Tutorial 6:

Air Quality and Aerosols in the Indoor Environment

Peter DeCarlo, Johns Hopkins University, USA

Abstract: While outdoor air quality has been a major focus of environmental legislation and linkages to health, humans tend to spend most of their time in the indoor environment.  Consequently, exposure to air pollutants and aerosols occurs in the indoor environment.  This tutorial will explore the various sources of air pollutants to the indoor environment with a focus on aerosols, including transport of pollutants from the outdoors, and indoor aerosol generating activities. A discussion of the effect of ventilation parameters including filtration and air exchange and outdoor-to-indoor environmental gradients in relative humidity and temperature can alter the indoor concentration and composition of aerosols through repartitioning of semi-volatile components.  Finally, this tutorial will discuss some of the unique aerosol chemistry that occurs in the indoor environment including occupants and indoor surface residues (e.g. third-hand smoke) and how it differs from outdoor aerosol chemistry and processes.  At the end of this tutorial, participants will gain an understanding of the main sources of aerosols and air pollutants to the indoor environment and how aerosols interact and are processed in the indoor environment.

Short bio: Dr.
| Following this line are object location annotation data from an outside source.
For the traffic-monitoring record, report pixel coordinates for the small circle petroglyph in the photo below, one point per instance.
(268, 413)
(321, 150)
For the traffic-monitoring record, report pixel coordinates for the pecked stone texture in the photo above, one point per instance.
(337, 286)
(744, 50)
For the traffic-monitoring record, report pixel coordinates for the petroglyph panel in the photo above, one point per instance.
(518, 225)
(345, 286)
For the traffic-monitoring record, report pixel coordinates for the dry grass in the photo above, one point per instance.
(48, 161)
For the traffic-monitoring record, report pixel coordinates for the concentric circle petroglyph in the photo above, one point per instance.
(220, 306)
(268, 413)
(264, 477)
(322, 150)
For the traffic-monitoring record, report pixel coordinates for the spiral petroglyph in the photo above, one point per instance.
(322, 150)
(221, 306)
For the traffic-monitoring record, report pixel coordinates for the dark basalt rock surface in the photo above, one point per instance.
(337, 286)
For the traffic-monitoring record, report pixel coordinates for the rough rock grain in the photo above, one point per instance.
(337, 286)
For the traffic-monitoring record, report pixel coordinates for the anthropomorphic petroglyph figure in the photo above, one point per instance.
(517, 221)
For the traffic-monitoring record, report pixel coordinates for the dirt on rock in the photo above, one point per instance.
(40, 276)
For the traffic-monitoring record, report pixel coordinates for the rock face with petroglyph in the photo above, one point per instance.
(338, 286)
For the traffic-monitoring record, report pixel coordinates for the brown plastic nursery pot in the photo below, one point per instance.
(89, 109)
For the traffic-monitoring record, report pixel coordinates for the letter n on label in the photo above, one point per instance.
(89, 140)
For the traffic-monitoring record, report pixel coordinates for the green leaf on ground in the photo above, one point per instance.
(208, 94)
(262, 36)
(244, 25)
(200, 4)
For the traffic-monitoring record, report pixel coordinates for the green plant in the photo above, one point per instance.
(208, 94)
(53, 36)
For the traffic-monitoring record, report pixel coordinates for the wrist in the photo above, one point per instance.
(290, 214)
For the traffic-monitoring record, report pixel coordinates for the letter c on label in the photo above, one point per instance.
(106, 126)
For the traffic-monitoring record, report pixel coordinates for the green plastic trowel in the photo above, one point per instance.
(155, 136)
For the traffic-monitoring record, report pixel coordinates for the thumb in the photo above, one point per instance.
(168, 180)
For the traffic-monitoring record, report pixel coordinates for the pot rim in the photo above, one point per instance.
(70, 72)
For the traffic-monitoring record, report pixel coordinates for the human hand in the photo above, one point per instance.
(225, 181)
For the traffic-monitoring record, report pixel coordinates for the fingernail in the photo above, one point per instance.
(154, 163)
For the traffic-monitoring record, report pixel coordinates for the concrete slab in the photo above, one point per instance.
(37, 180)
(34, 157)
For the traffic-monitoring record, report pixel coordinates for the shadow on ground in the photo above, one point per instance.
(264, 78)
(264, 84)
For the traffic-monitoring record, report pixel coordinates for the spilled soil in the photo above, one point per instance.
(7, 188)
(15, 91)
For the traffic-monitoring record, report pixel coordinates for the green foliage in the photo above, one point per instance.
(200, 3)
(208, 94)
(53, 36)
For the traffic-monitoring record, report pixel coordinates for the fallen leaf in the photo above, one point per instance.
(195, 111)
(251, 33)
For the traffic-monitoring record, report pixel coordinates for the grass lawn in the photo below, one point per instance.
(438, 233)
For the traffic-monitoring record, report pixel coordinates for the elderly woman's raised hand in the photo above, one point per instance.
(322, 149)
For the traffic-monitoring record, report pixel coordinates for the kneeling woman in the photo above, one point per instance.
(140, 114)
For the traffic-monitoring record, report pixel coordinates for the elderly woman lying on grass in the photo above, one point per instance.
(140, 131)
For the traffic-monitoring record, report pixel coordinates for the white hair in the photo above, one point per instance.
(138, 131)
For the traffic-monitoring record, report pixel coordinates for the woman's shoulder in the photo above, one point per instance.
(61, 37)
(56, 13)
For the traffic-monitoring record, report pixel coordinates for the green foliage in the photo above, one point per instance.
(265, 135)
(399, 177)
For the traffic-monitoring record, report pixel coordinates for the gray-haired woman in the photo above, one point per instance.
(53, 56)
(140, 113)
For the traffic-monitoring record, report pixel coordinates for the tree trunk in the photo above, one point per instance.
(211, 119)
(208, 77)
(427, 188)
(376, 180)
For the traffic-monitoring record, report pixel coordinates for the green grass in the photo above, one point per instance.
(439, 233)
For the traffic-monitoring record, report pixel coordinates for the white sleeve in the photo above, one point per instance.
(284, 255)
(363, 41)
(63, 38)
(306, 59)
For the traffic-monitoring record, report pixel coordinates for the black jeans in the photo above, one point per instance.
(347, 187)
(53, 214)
Peter DeCarlo is an Associate Professor at Johns Hopkins University in Environmental Health and Engineering.  Dr. DeCarlo uses state-of-the-art instrumentation to measure the chemical composition of particulates and gases in indoors, outdoors, and in the laboratory to better understand the intersection between energy, air quality, health, and climate impacts of human emissions.  Dr. DeCarlo has begun investigating the relationship between outdoor and indoor air pollutants to understand transport of outdoor pollutants to the indoor environment, and to identify indoor specific sources such as residual tobacco smoke, and direct human emissions. He also is working at the intersection of science and policy and was an AAAS Science Policy Fellow at the US EPA in the office of the Science Advisor working on issues related to clean cookstoves in the developing world and public sharing of environmental data.